A new report on the F-35
In the year 2000, America got it’s hands on a new advanced fighter jet. The general’s, salesmen/women and all the rest of the war mongers got together to crack open a lavish three-thousand dollar bottle of champagne in celebration of such a feat.
The aircraft, marked as F35, was indeed a new high for the AirForce. At a cost of $82.5 million to $109 million, depending on what model you opt for.
Then, not to be outdone with all of the existing problems of the aircraft as it rolled off the showroom floor, they have now decided to integrate AI into it.
Not to help the pilot with spit-second decisions, but to help the maintenance crew.
If you know anything about aircraft, then you know there is a pretty little maintenance schedule that is religiously followed. Instead, they have decided to turn an advanced fighter jet into a heap of shit destined for the beer can crusher.
A new report on the F-35 revealed how maintenance crews have to constantly fight its terrible AI systems to get anything done.
Artificial Intelligence of the F-35, America’s long-embattled 5th generation stealth fighter jet.

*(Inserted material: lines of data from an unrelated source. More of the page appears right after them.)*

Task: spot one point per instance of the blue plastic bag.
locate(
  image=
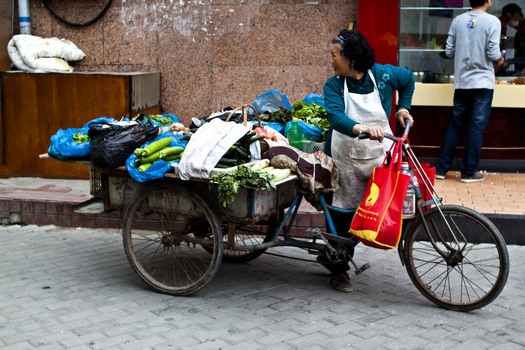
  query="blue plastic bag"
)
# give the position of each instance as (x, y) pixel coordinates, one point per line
(310, 132)
(314, 98)
(271, 100)
(159, 167)
(64, 147)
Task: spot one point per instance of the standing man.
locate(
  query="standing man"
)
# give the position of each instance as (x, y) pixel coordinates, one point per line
(473, 41)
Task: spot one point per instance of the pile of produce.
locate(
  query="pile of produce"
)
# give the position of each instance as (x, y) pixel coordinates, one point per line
(312, 114)
(156, 150)
(258, 175)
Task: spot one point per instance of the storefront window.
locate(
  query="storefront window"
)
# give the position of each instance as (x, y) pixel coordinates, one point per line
(423, 31)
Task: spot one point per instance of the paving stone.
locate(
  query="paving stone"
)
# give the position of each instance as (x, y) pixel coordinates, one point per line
(96, 301)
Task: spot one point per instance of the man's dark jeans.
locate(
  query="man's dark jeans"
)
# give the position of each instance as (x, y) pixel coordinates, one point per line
(472, 111)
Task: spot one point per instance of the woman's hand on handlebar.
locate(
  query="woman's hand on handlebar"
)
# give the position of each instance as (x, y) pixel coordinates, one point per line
(373, 132)
(402, 115)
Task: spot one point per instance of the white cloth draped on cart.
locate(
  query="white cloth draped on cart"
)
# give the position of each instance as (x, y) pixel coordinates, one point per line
(209, 143)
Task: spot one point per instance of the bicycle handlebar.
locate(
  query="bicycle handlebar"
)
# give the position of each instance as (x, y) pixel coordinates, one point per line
(365, 135)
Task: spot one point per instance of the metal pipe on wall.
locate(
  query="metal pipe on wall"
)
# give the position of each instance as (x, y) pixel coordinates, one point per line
(24, 17)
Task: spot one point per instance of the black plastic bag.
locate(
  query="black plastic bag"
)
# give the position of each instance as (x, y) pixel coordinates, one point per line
(112, 144)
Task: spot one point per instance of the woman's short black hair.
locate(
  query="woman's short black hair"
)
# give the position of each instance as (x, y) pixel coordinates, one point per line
(355, 47)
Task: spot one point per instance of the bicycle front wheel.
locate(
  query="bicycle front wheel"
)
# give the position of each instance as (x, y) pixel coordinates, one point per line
(462, 263)
(172, 239)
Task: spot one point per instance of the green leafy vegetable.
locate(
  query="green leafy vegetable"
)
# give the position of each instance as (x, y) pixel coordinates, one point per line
(161, 119)
(227, 185)
(313, 114)
(281, 115)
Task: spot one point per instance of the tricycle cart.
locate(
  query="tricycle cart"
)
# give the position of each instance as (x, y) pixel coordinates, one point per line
(176, 234)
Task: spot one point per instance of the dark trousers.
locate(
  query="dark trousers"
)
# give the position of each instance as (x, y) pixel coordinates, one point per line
(471, 112)
(342, 223)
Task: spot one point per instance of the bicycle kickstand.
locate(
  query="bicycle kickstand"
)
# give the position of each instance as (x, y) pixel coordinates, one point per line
(358, 270)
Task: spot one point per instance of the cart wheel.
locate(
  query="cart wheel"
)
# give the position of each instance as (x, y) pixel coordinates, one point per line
(165, 247)
(246, 236)
(468, 265)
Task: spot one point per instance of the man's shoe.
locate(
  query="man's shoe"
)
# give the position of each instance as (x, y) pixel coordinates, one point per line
(477, 177)
(440, 176)
(341, 283)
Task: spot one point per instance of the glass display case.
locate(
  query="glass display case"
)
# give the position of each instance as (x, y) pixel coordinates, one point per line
(423, 29)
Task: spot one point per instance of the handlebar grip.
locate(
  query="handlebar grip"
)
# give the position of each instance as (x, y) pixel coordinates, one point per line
(363, 136)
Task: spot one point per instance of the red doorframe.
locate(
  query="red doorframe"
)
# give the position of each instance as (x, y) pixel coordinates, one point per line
(378, 21)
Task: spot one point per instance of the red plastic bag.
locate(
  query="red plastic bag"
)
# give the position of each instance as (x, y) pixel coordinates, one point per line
(378, 220)
(430, 172)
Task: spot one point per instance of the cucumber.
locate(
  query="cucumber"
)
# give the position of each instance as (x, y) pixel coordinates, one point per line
(156, 146)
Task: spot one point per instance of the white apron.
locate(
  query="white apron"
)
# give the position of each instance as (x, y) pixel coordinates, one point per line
(356, 158)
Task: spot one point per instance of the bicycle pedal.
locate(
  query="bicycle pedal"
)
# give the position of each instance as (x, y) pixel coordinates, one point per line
(313, 231)
(362, 268)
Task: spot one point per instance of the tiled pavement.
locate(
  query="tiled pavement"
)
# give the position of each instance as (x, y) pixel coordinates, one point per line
(41, 201)
(73, 288)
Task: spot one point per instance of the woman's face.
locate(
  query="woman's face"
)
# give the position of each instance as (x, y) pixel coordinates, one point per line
(340, 64)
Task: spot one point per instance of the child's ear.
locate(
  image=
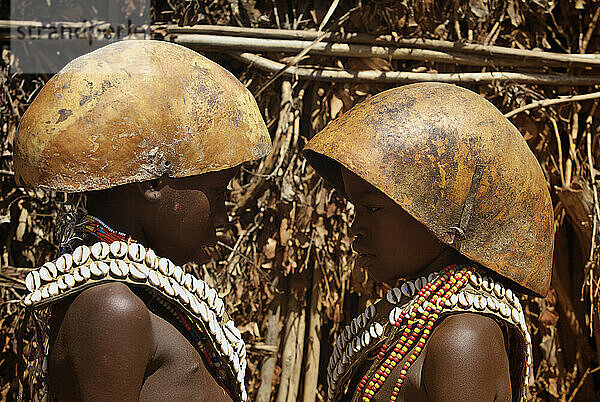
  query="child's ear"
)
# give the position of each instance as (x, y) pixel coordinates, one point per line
(150, 190)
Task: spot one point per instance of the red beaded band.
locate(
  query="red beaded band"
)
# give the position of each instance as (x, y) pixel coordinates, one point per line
(419, 320)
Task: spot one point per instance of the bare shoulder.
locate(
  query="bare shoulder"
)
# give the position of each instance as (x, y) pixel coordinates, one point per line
(466, 358)
(109, 301)
(104, 330)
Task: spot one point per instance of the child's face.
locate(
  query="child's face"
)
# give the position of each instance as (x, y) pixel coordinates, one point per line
(184, 220)
(391, 244)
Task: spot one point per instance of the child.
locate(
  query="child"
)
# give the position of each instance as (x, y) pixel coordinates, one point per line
(150, 133)
(448, 198)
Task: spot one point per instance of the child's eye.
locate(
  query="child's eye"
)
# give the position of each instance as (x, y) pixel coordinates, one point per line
(372, 209)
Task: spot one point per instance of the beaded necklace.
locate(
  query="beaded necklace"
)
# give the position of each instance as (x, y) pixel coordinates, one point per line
(103, 232)
(393, 332)
(419, 320)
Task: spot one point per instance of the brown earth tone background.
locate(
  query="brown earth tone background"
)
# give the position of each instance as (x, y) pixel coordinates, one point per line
(284, 264)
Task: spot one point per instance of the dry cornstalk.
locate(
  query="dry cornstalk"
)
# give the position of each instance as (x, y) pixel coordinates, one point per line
(549, 102)
(291, 356)
(238, 43)
(272, 343)
(564, 60)
(318, 74)
(313, 346)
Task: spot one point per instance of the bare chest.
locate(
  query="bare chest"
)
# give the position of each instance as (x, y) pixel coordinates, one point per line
(177, 371)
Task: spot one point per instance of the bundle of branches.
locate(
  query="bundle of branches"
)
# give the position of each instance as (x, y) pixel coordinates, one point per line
(284, 264)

Produced by Lockheed Martin and coming in three different flavors, the F-35 relies on an AI system called the Autonomic Logistics Information System (ALIS) to maintain the aircraft. The pitch was that ALIS would keep the F-35 in flying shape cheap and easy.
The reality has been the opposite. ALIS is the backbone of maintenance support for the F-35 aircraft. Squadrons depend on it to support day-to-day flight operations and maintenance activities. ALIS demonstrated poor usability and impeded, rather than facilitated, effective maintenance operations, a recently revealed government report about the F-35’s many failings.
The report comes from the Office of the Director, Operational Test and Evaluation, a Reagan-era Pentagon department that tests American weapons systems. It’s highly classified but the Project On Government Oversight, a non-profit watchdog group that investigates government spending, shook it loose with a Freedom of Information Act Request. The 382-page report is an in-depth indictment of the F-35 from the DoD itself.
Lockheed Martin pitched the AI system ALIS in a YouTube video seven years ago. It compared the system to a cell phone. The idea was that a central server would serve as an information and maintenance hub about the jets. The F-35 has a lot of sensors on it and ALIS would handle the data and tell the maintenance crew what to do with it.
“The F-35 provides more maintenance data from its sensors than any other fighter and ALIS converts that into actionable information to keep F-35s mission ready,” the video said. “ALIS brings the training, planning, maintenance, and support functions together in one system, saving time and money while increasing aircraft availability.”
This is an AI system that runs on a server that requires a room the size of a shipping container to function. It hasn’t gone well. According to the report, ALIS keeps telling support staff that things are wrong with individual F-35’s when everything is fine. “Efforts to tackle the high false alarm rates have so far not yielded major progress towards meeting threshold requirements,” the report said.
The DoD has been attempting to use software filters to screen ALIS’s nonsense, but it doesn’t always work. And every time there’s a new piece of hardware or a software update, everything breaks again. “While it has been refining these filters ever since, a large number of false alarms still results in non-actionable maintenance work orders,” the report said. “One cause of high false alarm rates is that new aircraft software loads, or new versions of hardware, tend to produce new false alarms, and the PHM filters lag the pace of system updates.”
“ALIS had poor usability, required large amounts of maintainer time to complete application tasks, experienced frequent disruptions, did not provide maintainers all desired information and capabilities, and did not present consistent information to maintainers,” the report said. The problems with ALIS were so bad that F-35 maintenance people started to distrust it and developed their own unique workarounds when dealing with the AI system.
The problems with ALIS and the F-35 in general have been public for a long time. Four years ago the Government Accountability Office called out ALIS for being a buggy nightmare that maintenance crews hated using and didn’t trust. In response, Lockheed is replacing ALIS with a system called the Operational Data Integrated Network (ODIN). But ODIN hasn’t been tested yet and is, at first, just about migrating existing ALIS systems into the cloud.
The F-35 has sucked for a long time. It’s got so many issues that it took the Pentagon 382 pages to elaborate on all of them. ALIS is just one of them. The Marines lost an F-35 in South Carolina last year. In 2021, one of the jets shot itself and caused $2.5 million in damage. Despite these and myriad other issues and crashes, the Pentagon is set to spend trillions on this thing and make millions more selling them to its allies.